Son las once p.m.
Juan Carlos Jiménez
El reloj marcaba las 11 de la noche, y el relampagueo de un foco público dañado taladraba la ventana de aquel solitario hospital, y que en vez de alertar a los encargados, simulaba el pasillo de baile de aquella discoteca donde conoció al padre de su hijo que en unos minutos conocería el sufrimiento de este cochino mundo. Los gritos de desesperación y dolor fueron suficientes para alertar a los encargados, quienes como almas de algodón se aproximaban para inmovilizarla con drogas salvavidas y esperar que solo un ojalá tenga el poder de salvarles de la muerte.
Mientras los doctores hacían su trabajo, el parpadeo de sus ojos a la misma vez que dicha lámpara solo le remitían a oscuros recuerdos de aquella discoteca, donde inconsciente de su estado, los gritos no fueron suficientes para ahuyentar a la bestia, que enferma de perversión gozó de las lágrimas e inocencia de aquella señorita. Acostada, ella solo se preguntaba: ¿por qué cuando grité en aquel lugar no corrieron así mismo a socorrerme como lo hacen estos tipos ahora? ¿por qué la complicidad del humano es tan descarada, que ve realidades y se ciega para no comprometerse? ¿cómo es posible?, no entendía nada, no pensaba ni en el dolor mientras el niño coronaba, era como si estuviera librándose de una masa de odio acumulada por nueve meses en su vientre y que al momento de tenerlo en brazos lo único que quería hacer era dividirlo en las partes que sea necesario y que sea el placer del paladar de los buitres.
Cuando despertó, el foco de afuera, había dejado de prender y apagarse, y ahora lucía como un sol, los doctores se habían ido y solo un bebé reposaba en sus brazos. Lágrimas de dolor, odio y al mismo tiempo de felicidad se aprestaban a recorrer sus mejillas. En ese momento, pensaba en la pesadilla reciente, pero, decidió esperar a salir de ahí para que cuando llegue a su casa, pensara las cosas mejor.
Llegó a casa y la decisión no era fácil, de hecho, desde hace mucho tiempo nada era fácil, pero decidió esperar a ver qué pasaba luego. Y así pasó, sus padres la habían abandonado, sus patrones le habían despedido de su trabajo y los pocos ahorros que le quedaban no le alcanzaban ni para el gasto de la comida. En el día salía en busca de trabajo y no encontraba, desesperada pedía caridad y nadie le apoyaba, avergonzada tenía que regresar a casa con los bolcillos vacíos y con el corazón destrozado, y en su cabeza, dando vueltas las propuestas prostíbulas de personas sedientas de cuerpos le hacían. Fueron tantos días y noches de hambre, que veía más próxima la idea de hacer realidad aquella pesadilla en aquel hospital, pero vio como única salida la que le ofrecían en las calles.
Desesperada, decidió vender su cuerpo por migajas, por un pedazo de pan para que aquel niño de cinco años no llorara por las noches.
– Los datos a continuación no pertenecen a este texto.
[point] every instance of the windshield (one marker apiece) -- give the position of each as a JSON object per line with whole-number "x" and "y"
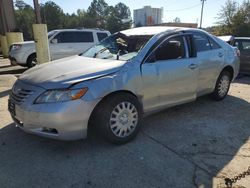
{"x": 51, "y": 33}
{"x": 118, "y": 46}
Ahora veía como hombres hambrientos se saciaban de su cuerpo, y todo por un precio, el placer era inevitable, pero por más placentero que resultaba; era doloroso, en realidad, muy doloroso, sobre todo cuando sus clientes llegaban a su casa y una inocente vos preguntaba si era su papá.
Ese niño crecía sin darse cuenta cómo su madre adquiría el alimento y vestido, pues luego, su domicilio ya no era el lugar de trabajo, y a pesar del dolor tras ser víctima del maltrato de los clientes psicópatas y enfermos que amenazaban con matarla, el placer verdadero sucedía al ver la sonrisa de su niño ya hecho joven cuando le cumplía con sus caprichos.
Ocurrió una noche, su hijo había cumplido los 16, hasta entonces la mayor parte del tiempo pasaba solo en casa y en la calle, había caído en vicios como alcohol y drogas. Su madre nunca se dio cuenta ni le reprochó nada. Aquella noche ella había salido en busca de un cliente, pero no le encontró, hasta entonces regresó temprano a casa. Cuando entró, vio a su hijo ebrio y perdido tras el consumo de alucinógenos, llenándose la cabeza de audios y videos pornográficos, la madre no supo que hacer. Cuando su hijo la vio se abalanzó como un león hambriento a satisfacer su deseo, su madre lo tomó como si fuera como un cliente más, hasta el momento le había cumplido todos sus caprichos, pero ella no sabía que este era el último, porque cuando terminó; este chico, sediento no solo de sexo, sino de sangre, sacó un puñal y atravesó a su madre. Cuando entro en razón, y el efecto de las sustancias se habían ido, se dio cuenta de lo que pasó, la policía había llegado, y mientras le introducían al patrullero, solamente pensaba, en cómo iba planificando cómo iba a ser su suicidio.